La quarta doglianza, dunque, è nel suo complesso infondata.
Con il quinto ed ultimo motivo, i ricorrenti lamentano l’omesso esame di un fatto decisivo, rappresentato dal trattamento irragionevolmente differenziato che sarebbe stato applicato dal giudice di merito alla società proprietaria del bene, da un lato, ed al geom. S.R., dall’altro lato, che del medesimo bene aveva firmato il progetto di ristrutturazione ed assicurato la direzione dei correlati lavori. Ad avviso dei ricorrenti, la Corte di Appello avrebbe erroneamente ritenuto inammissibile la censura proposta da C Tre S.n.c. in relazione alla parte della sentenza di prime cure che aveva apprezzato diversamente la responsabilità della società e del S., escludendo la possibilità di addebitare alcunché al secondo, in funzione della complessa situazione dello stabile, ed affermando invece la piena responsabilità della prima. Sarebbe infatti ravvisabile, in detta statuizione, un profilo di irriducibile contrasto logico.
La censura è inammissibile per genericità. I ricorrenti, infatti, non indicano in quale momento processuale, e con quale strumento, sarebbe stata introdotta nel giudizio di merito la questione del differente apprezzamento delle responsabilità, del S. e di C Tre S.n.c., della quale non vi è traccia in sentenza. Quest’ultima, infatti, afferma soltanto che la domanda di manleva, spiegata dalla società contro il progettista e direttore dei lavori, doveva essere respinta perché l’appellante non aveva superato la statuizione della sentenza di prime cure, secondo la quale non era stata raggiunta la prova della negligenza del professionista.
In ogni caso, con il passaggio motivazionale appena richiamato la Corte di Appello ha sostanzialmente confermato la valutazione di merito già condotta dal Tribunale, esprimendo un giudizio in fatto non censurabile in sede di legittimità.
Infine, va anche considerate che mentre la responsabilità del S. è fondata sul rapporto professionale, e dunque va apprezzata secondo il criterio della colpa, quella relativa al diverso rapporto tra venditore ed acquirente, in caso di consegna di aliud pro alio, va valutata in relazione alla natura del bene ed alla sua oggettiva corrispondenza, o meno, a quanto pattuito tra le parti.
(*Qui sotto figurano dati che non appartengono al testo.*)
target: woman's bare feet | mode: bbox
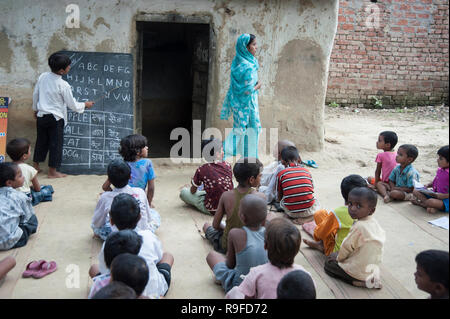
[303,239,324,253]
[48,168,67,178]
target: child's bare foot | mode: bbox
[353,278,383,289]
[383,195,392,203]
[48,171,67,178]
[303,239,324,253]
[427,207,437,214]
[302,221,316,237]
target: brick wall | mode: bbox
[326,0,449,108]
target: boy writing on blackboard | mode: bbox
[32,52,94,178]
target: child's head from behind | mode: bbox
[110,193,141,230]
[119,134,148,162]
[233,157,263,187]
[347,187,377,219]
[265,218,301,269]
[415,250,449,299]
[396,144,418,166]
[277,270,316,299]
[281,146,301,166]
[107,159,131,188]
[340,174,368,205]
[48,52,71,74]
[201,138,223,162]
[104,229,142,269]
[377,131,398,151]
[437,145,449,169]
[6,138,31,162]
[110,253,149,297]
[0,162,24,188]
[92,281,137,299]
[239,194,267,228]
[276,140,295,160]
E’ quindi del tutto logico che i due apprezzamenti siano svolti in maniera diversa e possano approdare, in concreto, a conclusioni difformi.
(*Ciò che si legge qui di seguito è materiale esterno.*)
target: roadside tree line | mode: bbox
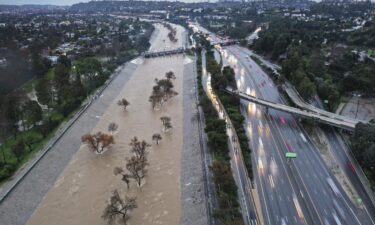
[351,122,375,191]
[196,49,244,225]
[205,49,254,182]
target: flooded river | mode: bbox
[26,23,186,225]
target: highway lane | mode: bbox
[310,87,375,224]
[191,22,374,225]
[227,44,360,223]
[243,31,375,223]
[218,47,315,225]
[221,45,373,225]
[237,42,375,224]
[323,127,375,224]
[238,44,375,224]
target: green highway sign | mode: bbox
[286,152,297,158]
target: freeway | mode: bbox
[222,46,372,225]
[192,22,375,225]
[239,41,375,224]
[285,84,375,219]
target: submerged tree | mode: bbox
[123,137,151,186]
[114,167,131,189]
[165,71,176,81]
[152,133,162,144]
[149,77,178,110]
[108,122,119,134]
[81,132,115,154]
[102,189,137,225]
[129,136,151,162]
[160,116,172,132]
[117,98,130,111]
[126,156,148,186]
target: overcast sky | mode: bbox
[0,0,92,5]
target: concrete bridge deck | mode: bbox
[143,47,186,58]
[224,88,358,131]
[283,83,368,125]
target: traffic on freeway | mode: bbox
[191,22,375,225]
[221,44,375,225]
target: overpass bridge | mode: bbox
[143,47,185,58]
[142,39,237,58]
[283,83,368,125]
[211,39,239,46]
[224,88,358,131]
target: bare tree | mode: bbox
[108,122,118,134]
[165,71,176,81]
[160,116,171,126]
[129,137,150,163]
[102,189,137,225]
[126,156,148,186]
[117,98,130,111]
[81,132,115,154]
[160,116,172,132]
[152,133,162,144]
[149,95,159,110]
[164,122,172,131]
[114,167,131,189]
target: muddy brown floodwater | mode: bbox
[27,23,186,225]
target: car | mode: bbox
[347,161,355,173]
[279,116,286,125]
[327,177,341,197]
[286,141,293,152]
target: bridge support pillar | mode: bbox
[265,106,269,114]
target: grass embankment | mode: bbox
[196,51,244,224]
[0,60,118,184]
[206,50,254,181]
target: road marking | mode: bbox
[228,47,309,224]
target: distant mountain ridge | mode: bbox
[0,4,67,12]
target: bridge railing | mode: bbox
[225,88,356,131]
In definitiva, il ricorso va rigettato.
Le spese del presente giudizio di legittimità, liquidate come da dispositivo, seguono la soccombenza.
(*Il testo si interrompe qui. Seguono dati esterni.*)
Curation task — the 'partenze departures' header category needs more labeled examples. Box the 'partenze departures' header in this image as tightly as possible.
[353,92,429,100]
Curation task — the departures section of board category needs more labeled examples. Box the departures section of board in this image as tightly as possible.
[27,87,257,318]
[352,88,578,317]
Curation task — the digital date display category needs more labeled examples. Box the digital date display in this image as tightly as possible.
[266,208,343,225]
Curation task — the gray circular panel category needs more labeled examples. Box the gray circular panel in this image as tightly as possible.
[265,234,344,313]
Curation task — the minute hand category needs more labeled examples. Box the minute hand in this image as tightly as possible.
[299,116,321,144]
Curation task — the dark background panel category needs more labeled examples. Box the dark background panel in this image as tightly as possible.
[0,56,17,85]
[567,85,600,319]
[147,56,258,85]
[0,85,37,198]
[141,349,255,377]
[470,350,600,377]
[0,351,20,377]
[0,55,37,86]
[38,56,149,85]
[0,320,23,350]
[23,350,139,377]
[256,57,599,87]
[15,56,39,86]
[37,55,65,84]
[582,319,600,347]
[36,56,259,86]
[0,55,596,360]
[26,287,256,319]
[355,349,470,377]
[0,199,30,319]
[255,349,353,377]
Stante il tenore della pronuncia, va dato atto – ai sensi del D.P.R. n. 115 del 2002, art. 13, comma 1 quater – della sussistenza dei presupposti processuali per il versamento di un ulteriore importo a titolo contributo unificato, pari a quello previsto per la proposizione dell’impugnazione, se dovuto.
PQM
la Corte rigetta il ricorso e condanna la parte ricorrente al pagamento, in favore della parte controricorrente, delle spese del presente giudizio di legittimità, che liquida in Euro 4.300, di cui Euro 200 per esborsi, oltre rimborso delle spese generali nella misura del 15%, iva, cassa avvocati ed accessori tutti come per legge.
Ai sensi del D.P.R. n. 115 del 2002, art. 13, comma 1 quater, dà atto della sussistenza dei presupposti processuali per il versamento, da parte dei ricorrenti, di un ulteriore importo a titolo di contributo unificato pari a quello previsto per il ricorso, a norma dello stesso art. 13, comma 1-bis, se dovuto.
Così deciso in Roma, nella Camera di consiglio della Sezione Seconda Civile, il 1 dicembre 2021.